Extract edit history data from MySQL for simplewiki. Goal is to have an algorithm that can reconstruct history correctly, we will work on scaling algorithm for a larger wiki in a different task.
- Do we want to move data to event bus first or rather we want to go directly to analytics schemas?
Given that our goal is to be able to have a prototype of data pipeline we will go from db to analytics schemas. Later we will move data into eventbus schemas as intermediate step.
The DB loading is assumed to be a bootstrapping step, to happen only once. Updates to the past data that are happening to db data should come as eventbus events so we are not considering those as this time (DB loading is a 1-off)
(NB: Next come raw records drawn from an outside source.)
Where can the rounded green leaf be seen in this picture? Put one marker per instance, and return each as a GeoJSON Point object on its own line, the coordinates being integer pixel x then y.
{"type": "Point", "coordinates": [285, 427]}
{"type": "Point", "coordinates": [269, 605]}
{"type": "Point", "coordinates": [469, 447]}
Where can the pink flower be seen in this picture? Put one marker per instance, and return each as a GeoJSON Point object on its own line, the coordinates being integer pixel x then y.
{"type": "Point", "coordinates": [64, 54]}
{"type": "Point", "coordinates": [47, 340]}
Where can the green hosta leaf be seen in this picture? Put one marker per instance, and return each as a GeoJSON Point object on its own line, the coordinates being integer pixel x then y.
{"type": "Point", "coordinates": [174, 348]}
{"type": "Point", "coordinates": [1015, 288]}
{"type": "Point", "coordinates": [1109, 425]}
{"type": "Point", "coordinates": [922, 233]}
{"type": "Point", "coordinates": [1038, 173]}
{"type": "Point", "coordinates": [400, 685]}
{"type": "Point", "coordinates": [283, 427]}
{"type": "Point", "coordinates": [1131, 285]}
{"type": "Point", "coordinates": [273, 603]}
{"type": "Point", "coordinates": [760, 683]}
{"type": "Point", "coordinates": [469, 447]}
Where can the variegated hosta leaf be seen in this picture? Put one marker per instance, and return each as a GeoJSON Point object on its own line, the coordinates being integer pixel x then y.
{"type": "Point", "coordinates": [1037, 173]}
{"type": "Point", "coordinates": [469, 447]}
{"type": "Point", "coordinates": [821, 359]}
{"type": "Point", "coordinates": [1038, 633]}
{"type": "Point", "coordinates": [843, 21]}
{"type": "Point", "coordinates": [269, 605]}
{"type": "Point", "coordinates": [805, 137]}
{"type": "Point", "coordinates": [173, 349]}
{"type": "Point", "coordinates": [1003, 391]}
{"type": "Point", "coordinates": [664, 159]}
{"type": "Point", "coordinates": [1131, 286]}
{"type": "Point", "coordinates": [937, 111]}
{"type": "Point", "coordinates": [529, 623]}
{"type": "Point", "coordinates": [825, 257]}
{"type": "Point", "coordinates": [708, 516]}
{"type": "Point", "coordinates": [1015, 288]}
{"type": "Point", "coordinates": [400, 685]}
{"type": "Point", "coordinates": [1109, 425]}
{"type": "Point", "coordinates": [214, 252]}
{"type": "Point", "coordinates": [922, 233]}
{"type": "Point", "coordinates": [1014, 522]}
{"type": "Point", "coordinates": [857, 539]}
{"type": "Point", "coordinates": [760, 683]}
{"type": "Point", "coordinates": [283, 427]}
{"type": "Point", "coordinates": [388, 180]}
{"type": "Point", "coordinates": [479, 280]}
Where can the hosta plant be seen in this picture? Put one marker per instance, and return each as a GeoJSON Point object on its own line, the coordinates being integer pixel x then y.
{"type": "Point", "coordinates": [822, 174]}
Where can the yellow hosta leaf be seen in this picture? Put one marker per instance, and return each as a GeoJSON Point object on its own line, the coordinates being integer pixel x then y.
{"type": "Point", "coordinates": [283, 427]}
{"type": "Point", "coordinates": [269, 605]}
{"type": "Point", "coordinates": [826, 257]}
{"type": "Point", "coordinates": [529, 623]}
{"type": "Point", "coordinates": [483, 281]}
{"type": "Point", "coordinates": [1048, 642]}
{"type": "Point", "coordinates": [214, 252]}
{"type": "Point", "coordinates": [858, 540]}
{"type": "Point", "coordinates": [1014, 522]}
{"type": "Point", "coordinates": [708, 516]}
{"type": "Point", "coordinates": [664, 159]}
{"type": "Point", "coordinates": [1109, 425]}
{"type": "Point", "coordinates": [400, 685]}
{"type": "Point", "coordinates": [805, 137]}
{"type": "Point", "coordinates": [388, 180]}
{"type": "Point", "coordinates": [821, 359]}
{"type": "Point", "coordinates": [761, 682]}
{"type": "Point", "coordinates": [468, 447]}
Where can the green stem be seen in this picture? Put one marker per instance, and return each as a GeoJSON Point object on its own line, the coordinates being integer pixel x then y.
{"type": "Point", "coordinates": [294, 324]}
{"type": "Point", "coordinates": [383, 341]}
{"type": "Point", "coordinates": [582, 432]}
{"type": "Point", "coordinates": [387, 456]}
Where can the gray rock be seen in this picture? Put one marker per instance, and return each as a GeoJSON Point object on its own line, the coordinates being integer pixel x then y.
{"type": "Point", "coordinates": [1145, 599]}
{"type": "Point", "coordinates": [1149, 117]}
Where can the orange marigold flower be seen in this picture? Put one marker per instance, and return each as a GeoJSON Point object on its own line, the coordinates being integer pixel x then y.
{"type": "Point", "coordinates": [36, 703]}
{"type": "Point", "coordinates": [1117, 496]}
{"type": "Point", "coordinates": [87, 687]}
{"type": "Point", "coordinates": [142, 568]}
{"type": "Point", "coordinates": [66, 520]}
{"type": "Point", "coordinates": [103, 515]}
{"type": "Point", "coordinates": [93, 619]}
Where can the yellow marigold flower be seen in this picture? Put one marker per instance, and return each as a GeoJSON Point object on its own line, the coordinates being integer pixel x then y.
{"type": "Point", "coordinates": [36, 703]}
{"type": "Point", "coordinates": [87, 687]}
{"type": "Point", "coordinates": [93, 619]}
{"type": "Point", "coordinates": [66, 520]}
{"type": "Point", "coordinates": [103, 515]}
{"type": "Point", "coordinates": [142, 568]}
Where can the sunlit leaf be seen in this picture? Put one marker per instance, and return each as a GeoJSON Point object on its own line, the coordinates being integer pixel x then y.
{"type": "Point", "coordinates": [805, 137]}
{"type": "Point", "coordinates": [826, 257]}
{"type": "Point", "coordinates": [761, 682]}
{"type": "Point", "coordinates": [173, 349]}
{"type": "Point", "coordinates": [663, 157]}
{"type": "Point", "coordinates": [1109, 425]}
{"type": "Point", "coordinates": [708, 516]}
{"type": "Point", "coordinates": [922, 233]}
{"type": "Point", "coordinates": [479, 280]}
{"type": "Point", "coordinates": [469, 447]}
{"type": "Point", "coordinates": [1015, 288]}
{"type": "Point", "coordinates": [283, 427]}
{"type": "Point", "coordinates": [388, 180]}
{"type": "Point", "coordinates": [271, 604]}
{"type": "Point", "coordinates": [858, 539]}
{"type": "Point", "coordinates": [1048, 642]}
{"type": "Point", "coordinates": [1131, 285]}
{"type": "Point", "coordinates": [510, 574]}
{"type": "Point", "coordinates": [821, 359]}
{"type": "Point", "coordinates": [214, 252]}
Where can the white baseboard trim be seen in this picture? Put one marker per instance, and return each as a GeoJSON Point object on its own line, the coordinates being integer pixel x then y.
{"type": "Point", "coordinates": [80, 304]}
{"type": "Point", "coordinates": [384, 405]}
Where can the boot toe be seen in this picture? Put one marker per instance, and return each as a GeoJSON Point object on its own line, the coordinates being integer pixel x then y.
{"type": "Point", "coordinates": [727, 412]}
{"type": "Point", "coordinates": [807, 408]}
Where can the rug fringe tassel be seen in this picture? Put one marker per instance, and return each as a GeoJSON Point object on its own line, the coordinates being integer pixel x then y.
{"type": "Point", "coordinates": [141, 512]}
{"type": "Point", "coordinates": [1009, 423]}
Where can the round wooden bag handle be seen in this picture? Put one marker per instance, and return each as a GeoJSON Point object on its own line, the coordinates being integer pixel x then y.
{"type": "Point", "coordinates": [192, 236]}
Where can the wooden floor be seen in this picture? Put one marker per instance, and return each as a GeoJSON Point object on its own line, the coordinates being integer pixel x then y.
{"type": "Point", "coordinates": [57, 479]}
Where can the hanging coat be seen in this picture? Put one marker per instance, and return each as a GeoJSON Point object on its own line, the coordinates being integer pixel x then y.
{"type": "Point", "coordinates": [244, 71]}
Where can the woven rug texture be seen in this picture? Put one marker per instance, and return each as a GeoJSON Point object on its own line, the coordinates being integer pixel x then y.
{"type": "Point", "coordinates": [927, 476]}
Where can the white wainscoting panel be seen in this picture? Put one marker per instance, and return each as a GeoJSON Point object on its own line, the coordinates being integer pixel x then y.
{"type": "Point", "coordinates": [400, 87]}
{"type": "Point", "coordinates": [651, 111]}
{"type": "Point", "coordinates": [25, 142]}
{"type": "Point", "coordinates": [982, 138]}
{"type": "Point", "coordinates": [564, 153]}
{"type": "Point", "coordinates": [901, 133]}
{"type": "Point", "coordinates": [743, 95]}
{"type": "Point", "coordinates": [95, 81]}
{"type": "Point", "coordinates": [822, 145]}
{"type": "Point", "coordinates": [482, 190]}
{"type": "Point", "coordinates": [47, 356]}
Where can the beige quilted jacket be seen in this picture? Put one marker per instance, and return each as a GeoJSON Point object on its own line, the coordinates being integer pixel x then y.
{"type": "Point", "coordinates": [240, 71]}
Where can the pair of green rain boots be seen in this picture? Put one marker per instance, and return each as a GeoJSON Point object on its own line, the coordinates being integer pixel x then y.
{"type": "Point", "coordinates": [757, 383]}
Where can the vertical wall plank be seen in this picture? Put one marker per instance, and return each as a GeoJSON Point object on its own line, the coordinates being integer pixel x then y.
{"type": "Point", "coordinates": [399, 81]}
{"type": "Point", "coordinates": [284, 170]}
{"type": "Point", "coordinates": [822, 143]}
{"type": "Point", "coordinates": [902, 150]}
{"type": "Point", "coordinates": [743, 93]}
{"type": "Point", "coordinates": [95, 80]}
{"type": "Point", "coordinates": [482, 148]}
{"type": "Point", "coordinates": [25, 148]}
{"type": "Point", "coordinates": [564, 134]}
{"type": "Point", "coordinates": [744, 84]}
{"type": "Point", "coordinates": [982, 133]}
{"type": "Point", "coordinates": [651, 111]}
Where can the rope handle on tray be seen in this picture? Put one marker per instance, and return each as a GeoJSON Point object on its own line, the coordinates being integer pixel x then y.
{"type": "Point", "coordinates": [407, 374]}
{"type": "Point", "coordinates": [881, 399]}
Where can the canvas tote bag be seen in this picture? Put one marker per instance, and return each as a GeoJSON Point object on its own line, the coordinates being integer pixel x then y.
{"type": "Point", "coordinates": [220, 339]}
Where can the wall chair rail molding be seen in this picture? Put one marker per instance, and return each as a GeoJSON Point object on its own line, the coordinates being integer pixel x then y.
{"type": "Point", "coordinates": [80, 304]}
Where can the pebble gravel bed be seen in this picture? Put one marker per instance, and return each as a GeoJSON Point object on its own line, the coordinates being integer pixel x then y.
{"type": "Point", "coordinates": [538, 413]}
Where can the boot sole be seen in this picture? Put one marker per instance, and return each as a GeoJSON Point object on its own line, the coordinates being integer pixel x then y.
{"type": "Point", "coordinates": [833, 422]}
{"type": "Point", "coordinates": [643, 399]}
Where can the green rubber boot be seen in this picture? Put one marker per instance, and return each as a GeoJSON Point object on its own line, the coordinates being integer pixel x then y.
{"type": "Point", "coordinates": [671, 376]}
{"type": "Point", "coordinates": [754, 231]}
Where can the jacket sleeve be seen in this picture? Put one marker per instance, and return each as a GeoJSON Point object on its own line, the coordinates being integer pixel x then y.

Technical steps that need to happen:
- SQL to transform from db data to JSON (note that 1st stab is done with a small wiki, no need to think about scaling yet)
- Data in analytics schemas is denormalized, we need access to say user data when we are inserting a page create event
- Might be that we need to load data into normalized form and later denormalize the data (this is likeley a mini research task within this one)
If during the spike we realize that data needs an intermediate processing step that makes data in shape similar to eventbus in shape, we should reconsider
the decision of not using the eventbus schemas.
This is a prototype to learn about the structure of data we are using a small wiki to get away from scaling problems of joining massive tables.